Remember 2007? That was when too many people thought that the only way property prices could go was up. Mind you, that was all they had done since May 2000. But then bam! Between October 2007 and February 2009 more shirts were lost than Alitalia can manage even on a really good day.

But who lost their laundry - certainly not anybody who bought with the long term in mind. The stats from Nationwide not only show that property prices are almost back to their pre-plummet levels, but if you have owned a home for around 10 years, it has roughly doubled in value.

No, the guys that lost out are those who saw a home only as a short-term investment and, quite frankly, what good are these people to the kbb sector? Frankly, if all you want to do is turn a quick buck on the (inevitably) two-bed apartment you demanded from developers - at the expense of proper family homes - you're probably not going to buy a kitchen or bathroom with long term ownership in mind.

Now for the not so good news... the chart above (also from Nationwide) shows how property prices have risen ahead of earnings, forcing many that want to buy their own home into rented accommodation.

I certainly do not want to see a return of the 110% mortgage based on what someone maybe earning in ten years time - that was a route to financial hardship for too many people - but without a steady stream of new buyers the property market is going to stay pretty static.

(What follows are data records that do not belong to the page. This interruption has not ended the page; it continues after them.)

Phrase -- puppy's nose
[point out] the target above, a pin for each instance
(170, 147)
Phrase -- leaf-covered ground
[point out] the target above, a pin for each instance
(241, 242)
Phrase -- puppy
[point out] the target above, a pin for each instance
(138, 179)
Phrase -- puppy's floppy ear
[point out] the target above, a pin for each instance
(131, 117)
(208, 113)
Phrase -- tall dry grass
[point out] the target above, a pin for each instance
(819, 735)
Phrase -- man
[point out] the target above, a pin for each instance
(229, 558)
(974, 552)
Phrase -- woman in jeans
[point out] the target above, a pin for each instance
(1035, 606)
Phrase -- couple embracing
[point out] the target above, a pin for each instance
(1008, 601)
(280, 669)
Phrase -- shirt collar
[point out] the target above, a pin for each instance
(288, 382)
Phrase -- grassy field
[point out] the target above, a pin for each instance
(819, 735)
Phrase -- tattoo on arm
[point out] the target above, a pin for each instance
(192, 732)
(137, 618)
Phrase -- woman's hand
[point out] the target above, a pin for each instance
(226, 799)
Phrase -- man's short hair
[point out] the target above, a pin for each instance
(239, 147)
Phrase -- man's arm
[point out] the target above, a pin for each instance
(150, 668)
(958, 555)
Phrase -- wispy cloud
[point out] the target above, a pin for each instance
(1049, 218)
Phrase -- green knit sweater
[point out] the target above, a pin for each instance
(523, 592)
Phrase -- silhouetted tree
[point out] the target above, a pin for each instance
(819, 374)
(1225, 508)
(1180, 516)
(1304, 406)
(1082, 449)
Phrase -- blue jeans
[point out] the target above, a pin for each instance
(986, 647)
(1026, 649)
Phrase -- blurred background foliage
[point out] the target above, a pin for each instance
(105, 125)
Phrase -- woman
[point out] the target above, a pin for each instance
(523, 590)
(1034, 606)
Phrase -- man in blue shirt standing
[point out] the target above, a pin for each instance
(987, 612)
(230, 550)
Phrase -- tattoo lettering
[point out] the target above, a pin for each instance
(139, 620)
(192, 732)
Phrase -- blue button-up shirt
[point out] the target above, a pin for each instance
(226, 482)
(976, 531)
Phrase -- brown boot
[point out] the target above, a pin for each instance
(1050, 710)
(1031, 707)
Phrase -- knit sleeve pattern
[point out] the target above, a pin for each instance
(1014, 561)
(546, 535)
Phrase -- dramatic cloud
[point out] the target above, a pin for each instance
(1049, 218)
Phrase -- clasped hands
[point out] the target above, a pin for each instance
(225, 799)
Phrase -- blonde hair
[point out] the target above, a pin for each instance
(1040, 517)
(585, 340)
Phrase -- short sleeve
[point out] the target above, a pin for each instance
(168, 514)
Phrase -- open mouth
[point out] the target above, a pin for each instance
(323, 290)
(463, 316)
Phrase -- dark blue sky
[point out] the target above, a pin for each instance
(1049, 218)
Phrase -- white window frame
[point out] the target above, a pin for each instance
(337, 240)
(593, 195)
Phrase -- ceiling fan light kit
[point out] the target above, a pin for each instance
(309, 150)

I may be going out on a limb here, but I for one do not think the Emergency Budget in a couple of weeks time will kickstart the property market - unless the threat of an increase in Capital Gains Tax makes a lot of people get rid of their 'investment' property PDQ, and at rock-bottom prices.

This may all sound pretty grim for those of us in KBB-Land but I take you back to an earlier statistic: property purchased ten years ago has roughly doubled in value.

I'd bet all my shirts that anyone living in a home for ten years or more will be interested in making a quality investment in the home, not out of the home.